In it, Calhoun recounts a story of his friend, Sonari, who became obsessed with saving money.
Sonari, he’d interviewed this negotiations expert from Columbia University Business School. And the guy told him about this technique where you say, can I get a good guy discount on that? You’re a good guy, I’m a good guy– come on, just, you know, a good guy discount.
15-20% of the time, Sonari would get some sort of discount.
Calhoun, however, felt like a jerk walking up to cashiers to ask for a good guy discount. He felt even worse when they said no.
Eventually, he got a 5% discount on some cookware.
Like the sword from the stone, my friend. Behold– the good guy discount. Apparently, it can work for anybody. It’ll work for you.
But can we can just stop for a second? I don’t think that you should try it. I’m not going to try it again. Sorry, Sonari.
I just don’t think that we should go throwing around the term “good guy,” like it’s some kind of coupon. I think that “good guy” means something…I think I’d rather have whatever that is than a discount.
I agree with Calhoun – being a decent human being is worth more than getting a few bucks off of some item. I don’t enjoy putting other people on the spot. It doesn’t make me feel like a “good guy”.
At the same time, I’ve kept my mouth shut on far too many occasions when there was money to be saved because I wanted to be the nice person. And I didn’t want to be told no.
It should because according to a 2013 Consumer Reports Study, only 48% of people shopping for everyday goods and services even tried to bargain for a better deal. But 89% of people who haggled got a better deal at least once.
Just for asking.
And that’s why, as uncomfortable as it will be, I’m going to give the good guy discount a try.
The Negotiation Challenge
Some people are born negotiators. I am not one of them. I’m the silent and agreeable one who concedes so as not to ruffle any feathers.
But whether we like it or not, we’re always selling and we’re always negotiating. Knowing how to communicate effectively, resolve conflict, sell an idea and get what you want from others is one of the most important qualities to possess.
It’s something I want to work on.
This is the month where I finally force myself to ask – for the discount, lower price, better rate, freebies – you name it.
Every day (and ideally every time I open my wallet), I must negotiate something. It doesn’t always have to result in money saved, it could mean a freebie or an extra.

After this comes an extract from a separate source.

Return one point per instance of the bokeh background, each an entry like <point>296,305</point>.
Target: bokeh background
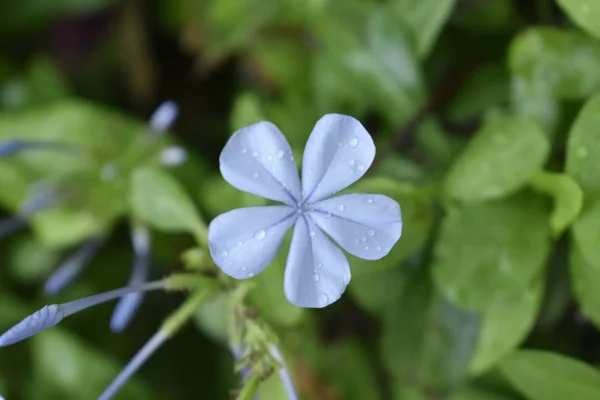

In the process, I hope to learn to be better at:
- Speaking up
- Communicating effectively and tactfully
- Being persuasive
- Not being so afraid of rejection
- Not being intimated by the “bigger guy”
- Not giving in so easily (and being persistent!)
- Recognizing that just about everything is negotiable
- Seeing the other party as an ally and not an enemy
I’ll be calling up my cable company, bargaining at the farmers market, asking for discounts at the store (online too), freebies at restaurants, and sniffing out opportunities wherever I go.
I’ve also got a stash of books, resources and a few “negotiation expert” friends on speed dial who are helping me out with advice and support.